One nice feature of rotary broaches is that, once set up, they cut equally as well in right-hand or left-hand operations.
Pilot Holes and Chamfers
For internal rotary broaching, a pilot hole with a lead chamfer is required. Start with a clean, true-running pilot hole that's as large as the design allows. The hole diameter should be, at a minimum, equal in size to the distance across the flats or inscribed-circle diameter of the form to be broached. The lead chamfer diameter must be slightly larger than the form being broached.
Except in cases where the spindle can be slowed to a near stop, a minor skid mark is likely to show at the point where the broach makes initial contact with the workpiece. If objectionable, this can be removed by rechamfering the hole. In every instance, a lead chamfer larger than the major diameter of the form going to the minor diameter of the form is required.

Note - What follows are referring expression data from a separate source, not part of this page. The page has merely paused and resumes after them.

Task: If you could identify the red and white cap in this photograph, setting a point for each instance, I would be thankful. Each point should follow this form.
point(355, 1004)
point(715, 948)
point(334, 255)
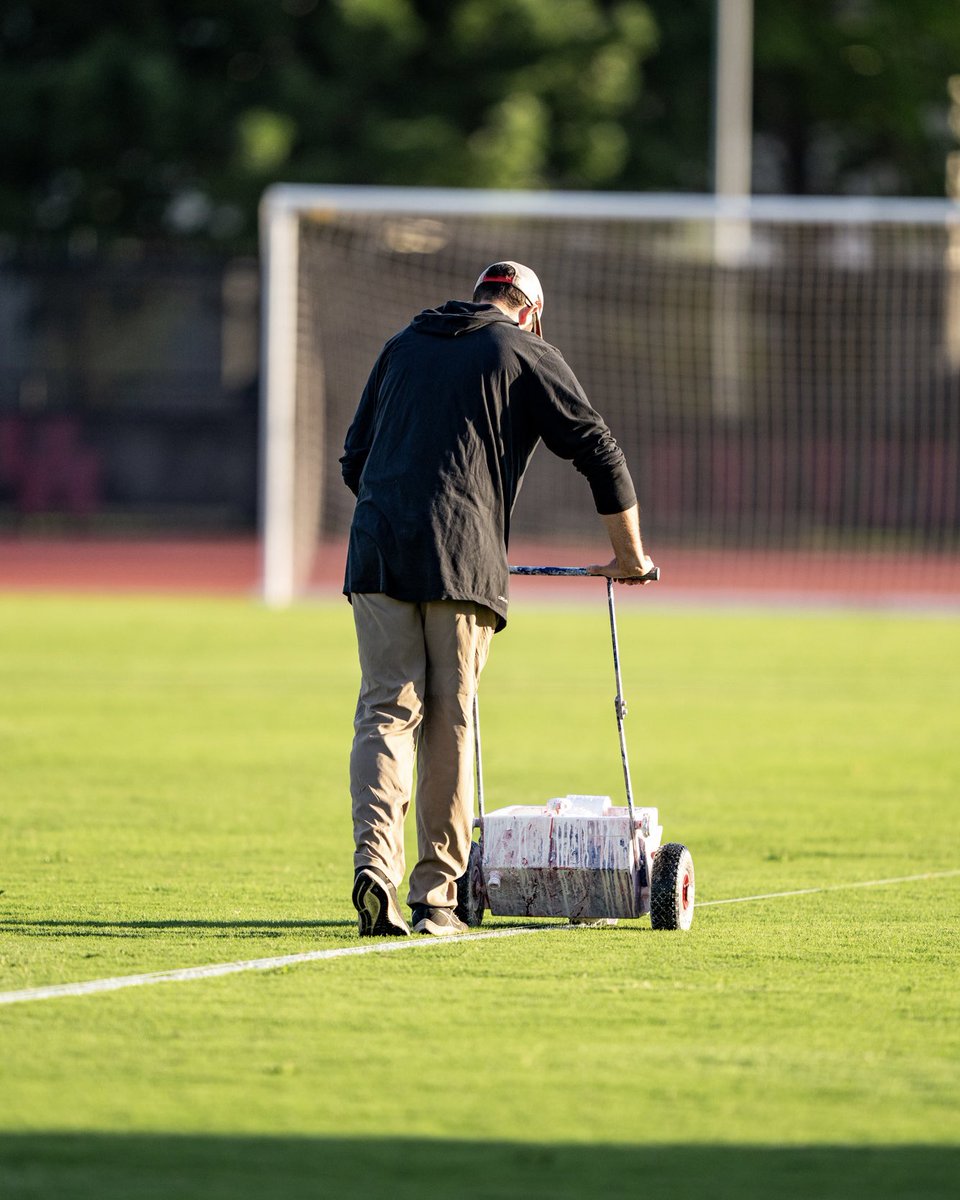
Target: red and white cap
point(522, 279)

Square and hexagon holes sometimes are not required to be full form. In these cases, make the pilot hole pilot as large as possible. The less material to be broached, the less thrust will be needed to broach.
The depth of the pilot hole must exceed the depth to be broached. There must be enough room at the bottom of the hole to allow chips to accumulate without excessive packing. Chips can be removed after broaching with either a boring tool or a flat-bottom drill. A recess at the bottom of the hole allows chips to break cleanly. The recess diameter should be larger than the major diameter of the form being broached.
For external rotary broaching, the turned diameter of the workpiece should be smaller than the major diameter of the form being broached. If full form is required, turn the diameter 0.0008" to 0.0015" larger than the full diameter. For starting the external broach on the workpiece, a lead chamfer is required. A 45-degree chamfer should be smaller than the minor diameter and larger than the major diameter.
Speeds and Fluids
Bearings in the toolholder are designed for normal machine speeds. Therefore, whatever spindle speed other tools are run at should be acceptable for rotary broaching. Normal feed rates should be on the order of 0.004 to 0.008 ipr for brass and other nonferrous materials, and about half that for mild steel. Grades of stainless steel prone to workhardening present special challenges; check with the tool and material suppliers about recommended feeds before assuming broaching is practical. In all materials, the smaller the broach, the lighter the feed should be.
Fluids play a minor role in rotary broaching. Any type of water or oil based fluid is acceptable. The chip is a flowing type and the amount of heat generated is minimal.
When internal rotary broaching in blind-holes, fluid should be applied to the broach tip prior to its contacting the workpiece. Fluid should not be directed into the pilot hole. The fluid may be unable to escape, preventing the broach from reaching full depth. Broaches with vent holes are available to alleviate this condition. For external rotary broaching, fluid may be applied prior to the tool engaging the workpiece or continuously during the operation.